Qué fácil te resulta.

Sea como sea, y por principio, se acabaron las lamentaciones.

—Tienes razón. Me he dejado llevar un poco por el pánico.

Si bien no es del todo cierto, es necesario que él lo crea.

—Puedo entenderlo.

Haciendo gala de un extraordinario sentido de la oportunidad, Cordelia se une a nosotros en compañía de Riccardo. Ha llegado la hora de despedirnos, se acabó el tiempo. Arthur olfatea mi pelo.

—Que tengas un buen viaje, Alice in Wonderland —susurra para evitar los oídos curiosos y cotillas de Cordelia, a la vez que me guiña un ojo—. Volveré.

—Pronto —murmuro.

—Pronto —asiente con aire paciente.

—I love you, Arthur.

No me responde. Se limita a acariciarme dulcemente una mejilla y a mover una mano en ademán de despedida.

Presa de una opresiva inquietud, me dirijo hacia la sala de embarque. Hago un esfuerzo para no volverme. No quiero que vea que tengo los ojos anegados en lágrimas, ahora no, a él no, dado que siempre demuestra un extraordinario control de sí mismo a la hora de expresar sus emociones.

Mientras Cordelia me tiende un chicle, noto que alguien me abraza por detrás.

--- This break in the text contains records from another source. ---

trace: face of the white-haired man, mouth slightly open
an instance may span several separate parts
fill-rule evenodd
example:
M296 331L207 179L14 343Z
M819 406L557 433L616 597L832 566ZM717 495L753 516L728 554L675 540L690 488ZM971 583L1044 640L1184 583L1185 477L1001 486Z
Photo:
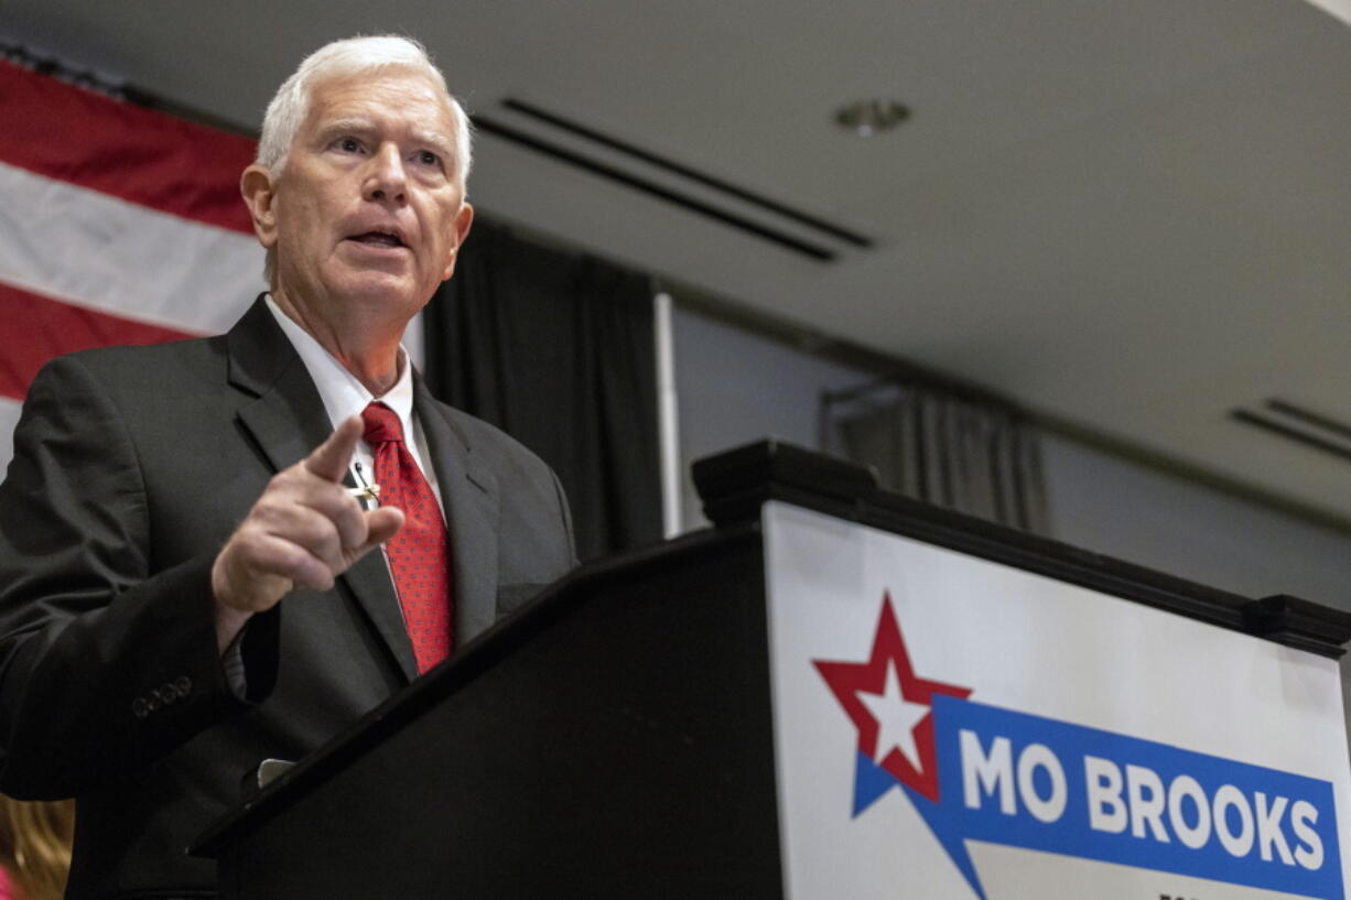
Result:
M273 180L277 288L335 328L412 318L450 277L473 218L454 150L454 118L422 74L319 82Z

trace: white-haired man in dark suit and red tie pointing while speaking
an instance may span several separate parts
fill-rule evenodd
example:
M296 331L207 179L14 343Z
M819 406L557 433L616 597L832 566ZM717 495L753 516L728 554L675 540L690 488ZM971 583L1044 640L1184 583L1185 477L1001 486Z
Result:
M247 772L573 565L553 473L399 345L454 272L469 162L422 47L323 47L240 182L270 293L32 382L0 485L0 791L78 799L69 897L211 896L184 847Z

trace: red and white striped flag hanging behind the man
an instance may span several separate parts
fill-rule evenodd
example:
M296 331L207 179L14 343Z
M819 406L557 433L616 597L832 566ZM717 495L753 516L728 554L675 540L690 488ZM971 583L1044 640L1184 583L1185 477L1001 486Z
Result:
M0 464L43 362L228 328L262 291L254 143L0 61Z

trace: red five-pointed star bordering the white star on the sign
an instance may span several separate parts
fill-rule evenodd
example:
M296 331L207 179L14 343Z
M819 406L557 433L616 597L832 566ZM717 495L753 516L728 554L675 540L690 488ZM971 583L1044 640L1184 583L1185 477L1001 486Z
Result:
M911 668L911 658L905 653L905 641L901 638L901 626L896 622L896 612L892 611L892 595L882 595L882 612L877 620L877 635L873 638L873 654L867 662L824 662L813 661L816 670L825 678L835 699L844 707L844 712L854 720L858 728L858 749L866 753L880 766L896 776L897 781L917 791L929 800L938 803L938 766L936 750L934 746L934 714L928 712L915 726L915 746L920 757L920 768L916 768L905 758L900 747L892 750L882 759L877 759L878 723L869 712L867 705L859 699L859 692L881 695L886 691L886 669L896 666L896 674L901 684L901 696L909 703L925 707L934 705L934 695L940 693L951 697L965 699L970 696L970 688L958 688L939 681L916 678Z

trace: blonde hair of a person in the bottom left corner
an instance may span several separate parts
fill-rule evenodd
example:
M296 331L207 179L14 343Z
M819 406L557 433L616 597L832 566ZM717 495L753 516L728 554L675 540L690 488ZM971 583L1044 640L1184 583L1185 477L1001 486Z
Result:
M20 900L61 900L74 826L73 800L27 801L0 795L0 866Z

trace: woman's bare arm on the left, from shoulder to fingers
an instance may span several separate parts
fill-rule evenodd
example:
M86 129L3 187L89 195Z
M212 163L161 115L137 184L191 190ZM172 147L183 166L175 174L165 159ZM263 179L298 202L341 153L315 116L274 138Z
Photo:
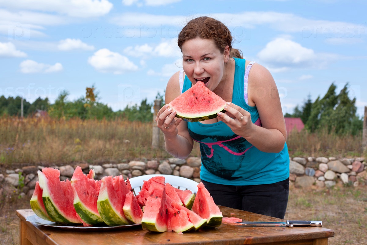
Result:
M175 118L176 112L168 107L168 103L181 94L179 87L179 72L175 73L168 81L166 87L166 105L157 113L157 126L164 134L166 151L177 158L186 158L193 148L193 139L189 135L187 122ZM168 127L168 129L167 129Z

Me doy media vuelta y lo veo.

Me habla en voz baja.

—I’m sorry, no sé expresar lo que siento. —Una sonrisa tuerce sus labios y por un instante la firmeza de su tono se quiebra—. Pero… I love you too. A mi manera.

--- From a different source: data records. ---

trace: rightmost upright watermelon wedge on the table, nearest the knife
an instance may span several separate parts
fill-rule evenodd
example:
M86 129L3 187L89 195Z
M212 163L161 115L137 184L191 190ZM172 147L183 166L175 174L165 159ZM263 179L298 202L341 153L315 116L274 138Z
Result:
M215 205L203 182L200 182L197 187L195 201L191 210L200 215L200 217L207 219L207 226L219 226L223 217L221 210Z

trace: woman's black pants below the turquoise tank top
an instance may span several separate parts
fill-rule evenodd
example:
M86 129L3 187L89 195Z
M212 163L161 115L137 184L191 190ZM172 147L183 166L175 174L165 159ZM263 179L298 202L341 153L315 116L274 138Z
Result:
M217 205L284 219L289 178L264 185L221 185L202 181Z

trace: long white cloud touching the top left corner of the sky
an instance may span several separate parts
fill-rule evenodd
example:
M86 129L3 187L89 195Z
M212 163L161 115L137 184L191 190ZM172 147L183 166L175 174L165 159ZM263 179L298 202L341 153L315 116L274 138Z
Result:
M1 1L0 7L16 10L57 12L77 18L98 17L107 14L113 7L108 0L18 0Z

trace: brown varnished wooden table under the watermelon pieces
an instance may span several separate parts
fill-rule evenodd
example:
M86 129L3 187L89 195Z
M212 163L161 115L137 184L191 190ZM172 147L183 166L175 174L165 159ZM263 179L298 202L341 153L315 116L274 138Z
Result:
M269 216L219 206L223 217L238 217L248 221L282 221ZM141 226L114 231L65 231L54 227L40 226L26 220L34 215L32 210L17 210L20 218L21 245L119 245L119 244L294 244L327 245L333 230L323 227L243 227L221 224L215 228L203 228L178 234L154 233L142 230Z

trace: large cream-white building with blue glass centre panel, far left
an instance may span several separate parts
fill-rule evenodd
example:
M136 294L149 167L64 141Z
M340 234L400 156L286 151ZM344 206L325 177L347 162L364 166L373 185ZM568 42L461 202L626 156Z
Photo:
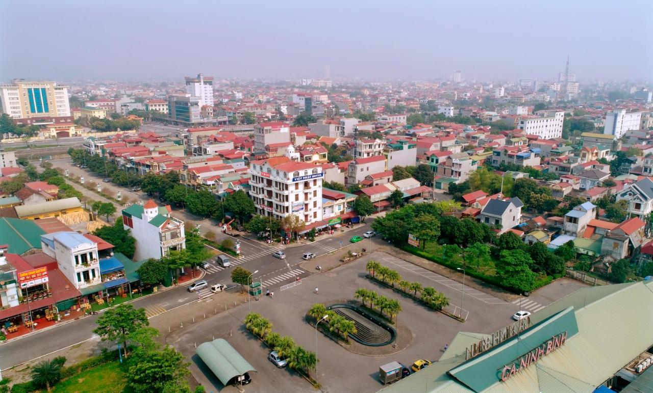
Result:
M68 87L56 82L15 80L0 86L0 109L12 119L71 115Z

Asiento con la cabeza al mismo tiempo que enjugo con el dorso de la mano la lágrima que surca mi mejilla.

Me besa en la frente mientras una voz anuncia el embarque inmediato de mi vuelo. Me vuelvo hacia Cordelia.

—No importa, tomaos todo el tiempo que queráis. Incluso podéis dedicaros a concebir un sobrinito en ese banco.

Arthur le sonríe en primer lugar a ella, luego directamente a mi corazón.